The problem with trying to find out what the feds are doing is the feds don't say anything.

Reports back in 1999 were that as many as 30 past and present Stanford women were part of the federal complaint. Later reports were that some have since dropped off, making individual settlements with the university.

A university source said there were actually nine names on the complaint in 1999, two were added in the next year and four later dropped off. Four of the seven on the complaint are, or were, from the med school. Two are still there.

The consequences of the Department of Labor finding wrongdoing at Stanford are unknown -- the feds aren't saying. But Stanford gets a huge amount of federal research dollars, and federal contractors aren't allowed to discriminate by gender or race.

This has been a song that has been playing for a long time.

Frances Conley, a neurosurgeon, shocked Stanford in 1991 when she resigned her professorship, citing gender discrimination. She rejoined the faculty after about six months, but the once-forbidden had been spoken.

Conley, now retired, published her story in a 1998 book aptly titled, "Walking Out on the Boys."

Most of the complaints about alleged gender bias have come from the medical school and the traditionally male-dominated world of medicine.

An interesting footnote of the federal investigation is that Stanford, while confirming there are seven people listed on the federal complaint, won't confirm that they are women.

But if there is a federal investigation into alleged gender bias at Stanford, it is presumably not because men are complaining about being discriminated against by women.

Since the mid-1990s, the university has grappled with the fact that it has fewer women faculty than most of its peer institutions of elite, private research universities. Stanford has defended itself on that count because the makeup of tenured faculty is slow to change.

Less than one-quarter of all Stanford faculty -- 23 percent -- are women, but even fewer -- 17 percent -- of tenured faculty are women.

Because of those concerns, the number of women faculty is reported every year to the university's Faculty Senate. In 1998, the Women's Coalition for Gender Equity, a faculty group, released its own report that was harshly critical of the university for not hiring and retaining more women faculty members.

The low number of women faculty, lawsuits and a federal probe all seem part of the same whole.

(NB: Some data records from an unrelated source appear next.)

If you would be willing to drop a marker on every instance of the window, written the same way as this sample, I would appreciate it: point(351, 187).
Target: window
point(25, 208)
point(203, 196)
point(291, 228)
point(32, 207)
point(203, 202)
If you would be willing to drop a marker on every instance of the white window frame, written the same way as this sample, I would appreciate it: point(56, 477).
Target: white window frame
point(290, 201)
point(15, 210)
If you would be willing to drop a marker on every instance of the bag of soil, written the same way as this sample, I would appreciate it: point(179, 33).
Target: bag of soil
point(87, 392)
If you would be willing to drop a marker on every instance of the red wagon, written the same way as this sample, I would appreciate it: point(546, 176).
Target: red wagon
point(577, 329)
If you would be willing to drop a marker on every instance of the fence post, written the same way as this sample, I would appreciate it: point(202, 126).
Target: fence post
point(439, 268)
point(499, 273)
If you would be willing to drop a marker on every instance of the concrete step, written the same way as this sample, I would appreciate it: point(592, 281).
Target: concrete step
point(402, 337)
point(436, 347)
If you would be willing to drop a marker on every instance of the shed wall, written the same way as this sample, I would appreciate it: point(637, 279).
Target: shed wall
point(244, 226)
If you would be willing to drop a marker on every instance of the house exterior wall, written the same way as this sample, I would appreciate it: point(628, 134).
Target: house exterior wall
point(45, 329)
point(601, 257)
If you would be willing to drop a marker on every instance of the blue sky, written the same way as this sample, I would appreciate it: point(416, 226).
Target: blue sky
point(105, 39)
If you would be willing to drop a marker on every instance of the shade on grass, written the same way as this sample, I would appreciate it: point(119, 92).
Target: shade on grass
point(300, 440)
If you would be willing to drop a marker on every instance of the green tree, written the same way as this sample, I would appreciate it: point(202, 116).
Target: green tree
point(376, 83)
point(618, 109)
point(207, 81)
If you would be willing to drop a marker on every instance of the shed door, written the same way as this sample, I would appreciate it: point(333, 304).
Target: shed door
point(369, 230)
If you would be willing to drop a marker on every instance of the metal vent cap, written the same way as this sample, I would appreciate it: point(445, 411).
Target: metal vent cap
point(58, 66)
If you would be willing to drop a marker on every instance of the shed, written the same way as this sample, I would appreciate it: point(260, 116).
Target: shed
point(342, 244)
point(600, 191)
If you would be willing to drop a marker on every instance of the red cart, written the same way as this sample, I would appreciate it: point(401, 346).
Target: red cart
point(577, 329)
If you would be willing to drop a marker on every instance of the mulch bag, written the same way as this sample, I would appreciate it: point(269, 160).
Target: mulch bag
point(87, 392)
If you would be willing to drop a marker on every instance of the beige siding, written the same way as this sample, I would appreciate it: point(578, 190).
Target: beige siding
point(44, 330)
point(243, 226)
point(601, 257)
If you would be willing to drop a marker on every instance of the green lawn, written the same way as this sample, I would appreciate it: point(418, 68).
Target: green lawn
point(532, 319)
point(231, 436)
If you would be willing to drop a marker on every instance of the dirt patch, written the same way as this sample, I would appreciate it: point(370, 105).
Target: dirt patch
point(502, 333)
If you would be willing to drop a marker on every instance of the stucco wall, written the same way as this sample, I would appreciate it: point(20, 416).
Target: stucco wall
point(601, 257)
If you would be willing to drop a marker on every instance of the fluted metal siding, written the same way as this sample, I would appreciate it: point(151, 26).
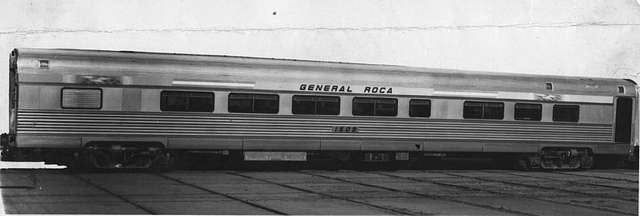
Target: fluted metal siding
point(35, 122)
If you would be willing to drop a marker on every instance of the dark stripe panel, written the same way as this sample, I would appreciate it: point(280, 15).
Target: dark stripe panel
point(278, 125)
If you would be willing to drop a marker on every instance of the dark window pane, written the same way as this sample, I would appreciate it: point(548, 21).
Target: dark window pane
point(240, 103)
point(253, 103)
point(328, 106)
point(567, 113)
point(77, 98)
point(419, 108)
point(525, 111)
point(493, 111)
point(186, 101)
point(264, 103)
point(472, 110)
point(363, 106)
point(375, 106)
point(386, 107)
point(483, 110)
point(303, 105)
point(200, 102)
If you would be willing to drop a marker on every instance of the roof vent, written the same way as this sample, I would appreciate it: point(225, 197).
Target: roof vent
point(44, 64)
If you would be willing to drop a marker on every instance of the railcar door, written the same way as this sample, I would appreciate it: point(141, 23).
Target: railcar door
point(624, 112)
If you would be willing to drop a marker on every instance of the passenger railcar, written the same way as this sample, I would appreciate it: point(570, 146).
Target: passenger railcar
point(137, 109)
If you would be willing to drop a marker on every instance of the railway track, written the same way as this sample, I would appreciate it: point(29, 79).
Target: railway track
point(409, 192)
point(123, 198)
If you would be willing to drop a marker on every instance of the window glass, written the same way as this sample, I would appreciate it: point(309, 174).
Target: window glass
point(77, 98)
point(264, 103)
point(483, 110)
point(240, 103)
point(328, 105)
point(472, 110)
point(526, 111)
point(566, 113)
point(375, 106)
point(419, 108)
point(186, 101)
point(253, 103)
point(493, 111)
point(386, 107)
point(320, 105)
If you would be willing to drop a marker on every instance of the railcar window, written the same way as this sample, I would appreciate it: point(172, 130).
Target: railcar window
point(566, 113)
point(419, 108)
point(483, 110)
point(526, 111)
point(80, 98)
point(319, 105)
point(185, 101)
point(253, 103)
point(375, 106)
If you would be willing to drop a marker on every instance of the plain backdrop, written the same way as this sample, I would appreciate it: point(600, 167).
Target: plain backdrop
point(595, 38)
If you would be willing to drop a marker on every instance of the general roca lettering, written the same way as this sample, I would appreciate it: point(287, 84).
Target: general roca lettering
point(325, 88)
point(345, 88)
point(378, 90)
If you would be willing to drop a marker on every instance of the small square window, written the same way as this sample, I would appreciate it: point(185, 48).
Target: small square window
point(419, 108)
point(566, 113)
point(529, 112)
point(186, 101)
point(483, 110)
point(81, 98)
point(375, 106)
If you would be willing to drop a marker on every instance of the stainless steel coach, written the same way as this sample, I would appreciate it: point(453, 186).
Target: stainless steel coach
point(135, 109)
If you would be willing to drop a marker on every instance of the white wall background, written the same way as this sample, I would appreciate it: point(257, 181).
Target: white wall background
point(598, 38)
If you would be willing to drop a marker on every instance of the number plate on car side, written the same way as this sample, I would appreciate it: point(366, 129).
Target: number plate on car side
point(275, 156)
point(345, 129)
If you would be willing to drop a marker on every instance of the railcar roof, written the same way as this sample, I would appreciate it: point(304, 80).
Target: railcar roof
point(135, 56)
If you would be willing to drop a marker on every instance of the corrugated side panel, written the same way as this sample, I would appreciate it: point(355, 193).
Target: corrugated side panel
point(251, 125)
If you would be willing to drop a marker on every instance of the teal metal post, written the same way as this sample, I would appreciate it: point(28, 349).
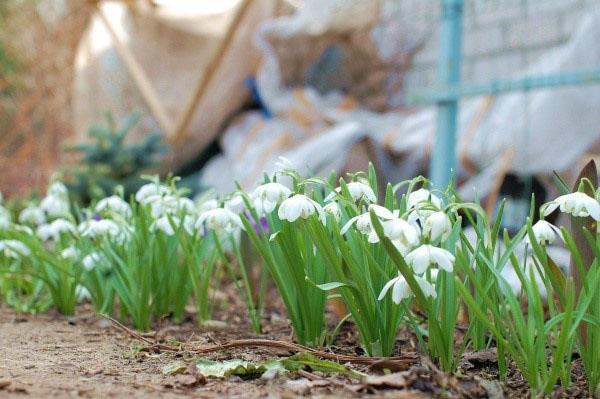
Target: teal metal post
point(443, 160)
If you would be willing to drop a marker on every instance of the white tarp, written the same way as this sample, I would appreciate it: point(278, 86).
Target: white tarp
point(547, 129)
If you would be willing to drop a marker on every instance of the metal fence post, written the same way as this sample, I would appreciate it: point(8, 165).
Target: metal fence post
point(443, 160)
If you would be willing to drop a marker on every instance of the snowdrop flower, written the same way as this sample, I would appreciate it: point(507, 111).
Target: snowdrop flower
point(297, 206)
point(97, 228)
point(220, 219)
point(32, 215)
point(269, 195)
point(114, 204)
point(400, 230)
point(334, 210)
point(426, 255)
point(358, 191)
point(55, 206)
point(401, 290)
point(149, 192)
point(363, 222)
point(23, 229)
point(57, 189)
point(54, 230)
point(422, 195)
point(437, 225)
point(5, 219)
point(14, 249)
point(91, 260)
point(577, 204)
point(545, 232)
point(71, 253)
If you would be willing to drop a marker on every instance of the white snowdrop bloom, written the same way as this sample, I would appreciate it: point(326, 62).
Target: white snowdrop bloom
point(437, 225)
point(268, 195)
point(151, 191)
point(423, 196)
point(298, 206)
point(220, 219)
point(91, 260)
point(400, 230)
point(577, 204)
point(401, 290)
point(545, 232)
point(82, 293)
point(114, 204)
point(55, 206)
point(426, 255)
point(164, 224)
point(14, 249)
point(23, 229)
point(98, 228)
point(32, 215)
point(57, 189)
point(5, 219)
point(53, 231)
point(358, 191)
point(333, 209)
point(71, 253)
point(363, 222)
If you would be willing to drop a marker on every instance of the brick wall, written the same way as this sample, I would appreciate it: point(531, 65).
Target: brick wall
point(501, 37)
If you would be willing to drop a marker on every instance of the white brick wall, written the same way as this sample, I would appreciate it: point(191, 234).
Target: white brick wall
point(500, 36)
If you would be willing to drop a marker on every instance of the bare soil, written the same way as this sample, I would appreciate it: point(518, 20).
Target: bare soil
point(87, 356)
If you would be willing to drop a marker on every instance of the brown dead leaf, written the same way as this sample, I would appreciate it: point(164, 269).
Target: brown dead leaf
point(389, 364)
point(189, 381)
point(389, 381)
point(304, 386)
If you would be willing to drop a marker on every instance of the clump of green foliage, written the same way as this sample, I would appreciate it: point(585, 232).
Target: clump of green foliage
point(109, 161)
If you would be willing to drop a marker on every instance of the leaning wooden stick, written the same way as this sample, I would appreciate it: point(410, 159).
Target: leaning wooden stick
point(179, 132)
point(138, 75)
point(407, 359)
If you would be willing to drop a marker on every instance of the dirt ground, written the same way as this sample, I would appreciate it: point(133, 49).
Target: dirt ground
point(87, 356)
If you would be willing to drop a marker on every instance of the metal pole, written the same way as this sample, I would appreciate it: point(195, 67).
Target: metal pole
point(443, 160)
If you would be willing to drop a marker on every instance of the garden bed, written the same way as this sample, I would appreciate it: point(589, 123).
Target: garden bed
point(319, 292)
point(87, 356)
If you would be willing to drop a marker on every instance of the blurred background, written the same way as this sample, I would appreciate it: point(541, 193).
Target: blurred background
point(499, 94)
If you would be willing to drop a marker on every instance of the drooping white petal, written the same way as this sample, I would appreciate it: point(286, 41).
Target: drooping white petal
point(545, 232)
point(114, 204)
point(577, 204)
point(426, 255)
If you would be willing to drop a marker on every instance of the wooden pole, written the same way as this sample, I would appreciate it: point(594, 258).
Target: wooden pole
point(138, 75)
point(180, 131)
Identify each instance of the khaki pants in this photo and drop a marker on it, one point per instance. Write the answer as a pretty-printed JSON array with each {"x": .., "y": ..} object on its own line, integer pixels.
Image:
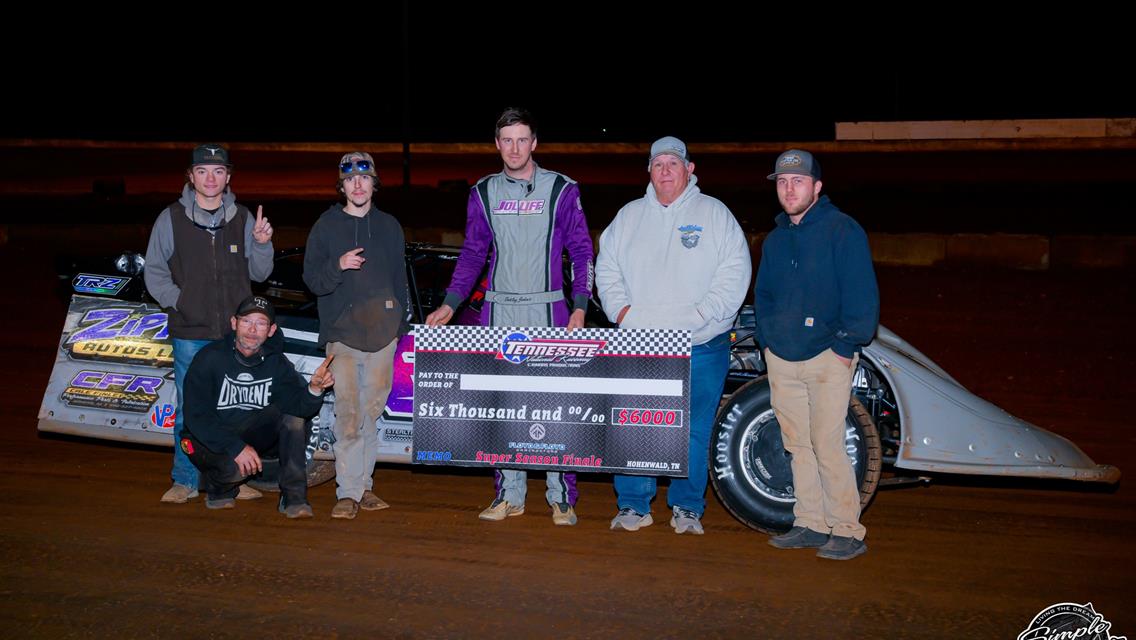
[
  {"x": 362, "y": 382},
  {"x": 811, "y": 401}
]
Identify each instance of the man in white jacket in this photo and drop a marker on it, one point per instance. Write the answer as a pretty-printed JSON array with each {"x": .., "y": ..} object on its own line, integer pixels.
[{"x": 676, "y": 259}]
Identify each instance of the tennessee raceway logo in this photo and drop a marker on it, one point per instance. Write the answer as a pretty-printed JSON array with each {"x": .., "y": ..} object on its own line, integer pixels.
[
  {"x": 1068, "y": 621},
  {"x": 518, "y": 349}
]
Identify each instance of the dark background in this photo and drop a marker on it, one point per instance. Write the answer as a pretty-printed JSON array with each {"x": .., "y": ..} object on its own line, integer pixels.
[{"x": 626, "y": 73}]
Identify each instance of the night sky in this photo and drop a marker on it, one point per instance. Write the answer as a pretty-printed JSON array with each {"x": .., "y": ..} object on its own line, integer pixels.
[{"x": 586, "y": 75}]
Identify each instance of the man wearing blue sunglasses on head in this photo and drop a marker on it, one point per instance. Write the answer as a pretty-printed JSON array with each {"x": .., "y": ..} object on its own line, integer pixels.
[{"x": 356, "y": 264}]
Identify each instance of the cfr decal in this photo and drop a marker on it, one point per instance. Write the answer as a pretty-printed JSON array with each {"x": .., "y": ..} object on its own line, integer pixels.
[{"x": 113, "y": 391}]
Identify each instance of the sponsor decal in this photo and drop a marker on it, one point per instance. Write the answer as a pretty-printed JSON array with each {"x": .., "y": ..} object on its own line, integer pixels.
[
  {"x": 244, "y": 392},
  {"x": 691, "y": 234},
  {"x": 1068, "y": 621},
  {"x": 518, "y": 348},
  {"x": 113, "y": 391},
  {"x": 393, "y": 434},
  {"x": 519, "y": 207},
  {"x": 123, "y": 335},
  {"x": 100, "y": 284},
  {"x": 434, "y": 456},
  {"x": 161, "y": 416}
]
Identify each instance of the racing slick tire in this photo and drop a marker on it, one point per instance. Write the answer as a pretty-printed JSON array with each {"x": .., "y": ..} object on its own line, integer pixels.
[{"x": 750, "y": 467}]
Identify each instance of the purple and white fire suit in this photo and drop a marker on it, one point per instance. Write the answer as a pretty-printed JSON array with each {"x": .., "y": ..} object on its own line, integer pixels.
[{"x": 528, "y": 224}]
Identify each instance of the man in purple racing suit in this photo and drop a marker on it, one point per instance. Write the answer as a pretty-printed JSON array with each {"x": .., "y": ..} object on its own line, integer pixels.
[{"x": 528, "y": 216}]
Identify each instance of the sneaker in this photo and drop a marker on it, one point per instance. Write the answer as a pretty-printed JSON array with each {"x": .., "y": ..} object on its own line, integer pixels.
[
  {"x": 686, "y": 521},
  {"x": 562, "y": 514},
  {"x": 345, "y": 508},
  {"x": 220, "y": 503},
  {"x": 631, "y": 520},
  {"x": 178, "y": 495},
  {"x": 799, "y": 538},
  {"x": 372, "y": 503},
  {"x": 842, "y": 548},
  {"x": 292, "y": 512},
  {"x": 500, "y": 509}
]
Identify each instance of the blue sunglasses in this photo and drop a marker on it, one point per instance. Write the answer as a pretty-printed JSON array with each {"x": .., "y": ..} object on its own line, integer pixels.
[{"x": 358, "y": 166}]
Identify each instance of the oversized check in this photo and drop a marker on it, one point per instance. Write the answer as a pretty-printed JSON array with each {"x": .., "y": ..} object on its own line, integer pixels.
[{"x": 540, "y": 398}]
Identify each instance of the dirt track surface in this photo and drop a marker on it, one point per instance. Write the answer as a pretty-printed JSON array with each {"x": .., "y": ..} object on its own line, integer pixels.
[{"x": 86, "y": 549}]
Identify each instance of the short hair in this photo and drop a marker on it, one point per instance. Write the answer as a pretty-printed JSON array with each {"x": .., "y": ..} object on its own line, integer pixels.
[{"x": 515, "y": 115}]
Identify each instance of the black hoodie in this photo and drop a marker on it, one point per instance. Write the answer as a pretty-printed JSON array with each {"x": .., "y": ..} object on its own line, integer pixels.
[
  {"x": 362, "y": 308},
  {"x": 223, "y": 385}
]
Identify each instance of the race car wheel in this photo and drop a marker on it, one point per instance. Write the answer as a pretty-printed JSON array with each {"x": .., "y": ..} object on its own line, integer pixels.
[{"x": 750, "y": 468}]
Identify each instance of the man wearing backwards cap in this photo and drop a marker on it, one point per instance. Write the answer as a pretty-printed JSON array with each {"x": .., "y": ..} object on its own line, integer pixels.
[
  {"x": 816, "y": 304},
  {"x": 203, "y": 250},
  {"x": 529, "y": 216},
  {"x": 244, "y": 399},
  {"x": 676, "y": 259},
  {"x": 354, "y": 263}
]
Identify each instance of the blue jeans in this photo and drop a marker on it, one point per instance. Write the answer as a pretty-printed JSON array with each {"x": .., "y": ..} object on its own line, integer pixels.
[
  {"x": 183, "y": 472},
  {"x": 709, "y": 365}
]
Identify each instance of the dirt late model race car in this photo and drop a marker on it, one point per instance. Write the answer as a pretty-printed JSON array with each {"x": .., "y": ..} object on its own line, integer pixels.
[{"x": 113, "y": 379}]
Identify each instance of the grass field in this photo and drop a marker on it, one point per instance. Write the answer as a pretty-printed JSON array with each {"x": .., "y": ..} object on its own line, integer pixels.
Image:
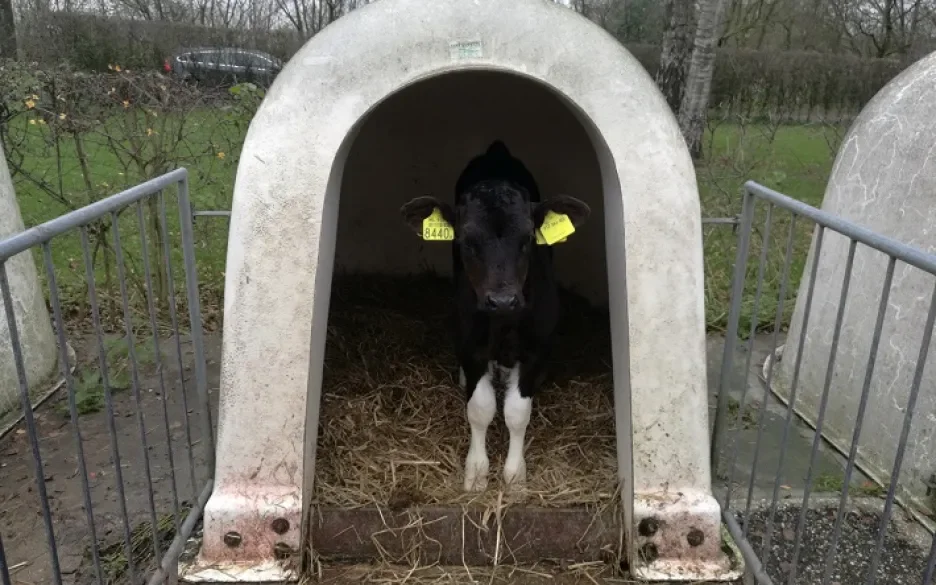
[{"x": 793, "y": 159}]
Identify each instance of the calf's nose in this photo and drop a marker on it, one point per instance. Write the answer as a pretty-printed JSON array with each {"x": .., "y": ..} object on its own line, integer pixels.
[{"x": 502, "y": 302}]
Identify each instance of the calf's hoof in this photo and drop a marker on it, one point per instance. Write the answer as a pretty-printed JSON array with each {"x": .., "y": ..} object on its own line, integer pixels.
[
  {"x": 515, "y": 475},
  {"x": 476, "y": 473}
]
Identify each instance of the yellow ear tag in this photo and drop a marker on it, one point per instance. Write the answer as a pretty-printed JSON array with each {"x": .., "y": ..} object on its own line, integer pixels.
[
  {"x": 436, "y": 229},
  {"x": 555, "y": 229}
]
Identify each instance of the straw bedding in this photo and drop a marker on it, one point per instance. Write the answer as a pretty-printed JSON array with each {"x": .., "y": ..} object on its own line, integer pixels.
[{"x": 393, "y": 431}]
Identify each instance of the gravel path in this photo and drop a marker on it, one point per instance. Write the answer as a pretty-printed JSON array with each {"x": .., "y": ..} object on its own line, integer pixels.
[{"x": 903, "y": 558}]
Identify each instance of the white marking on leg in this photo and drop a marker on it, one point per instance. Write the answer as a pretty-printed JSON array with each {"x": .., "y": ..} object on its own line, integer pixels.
[
  {"x": 517, "y": 411},
  {"x": 481, "y": 410}
]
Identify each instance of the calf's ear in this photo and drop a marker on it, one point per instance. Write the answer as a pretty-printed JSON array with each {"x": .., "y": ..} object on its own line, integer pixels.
[
  {"x": 418, "y": 209},
  {"x": 576, "y": 209}
]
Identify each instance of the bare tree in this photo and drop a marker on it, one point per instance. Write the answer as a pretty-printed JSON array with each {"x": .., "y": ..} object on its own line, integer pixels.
[
  {"x": 677, "y": 47},
  {"x": 881, "y": 28},
  {"x": 7, "y": 30},
  {"x": 695, "y": 99}
]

Stanford is progressive in many ways, including the racial and gender diversity of both its undergraduate and graduate students. So the issue of faculty gender bias seems like an anomaly, like the bad uncle who embarrasses the family and is only brought out at Thanksgiving and then says the wrong things.

Johnson, the surgeon who filed the lawsuit last month, was the subject of a highly complimentary profile published in the April 17, 2002 issue of Stanford Report, the university's weekly newspaper.

Her lawsuit alleges that her surgery caseload dropped 77 percent after a new chief of breast surgery took over last November. Johnson is also part black and part Native American.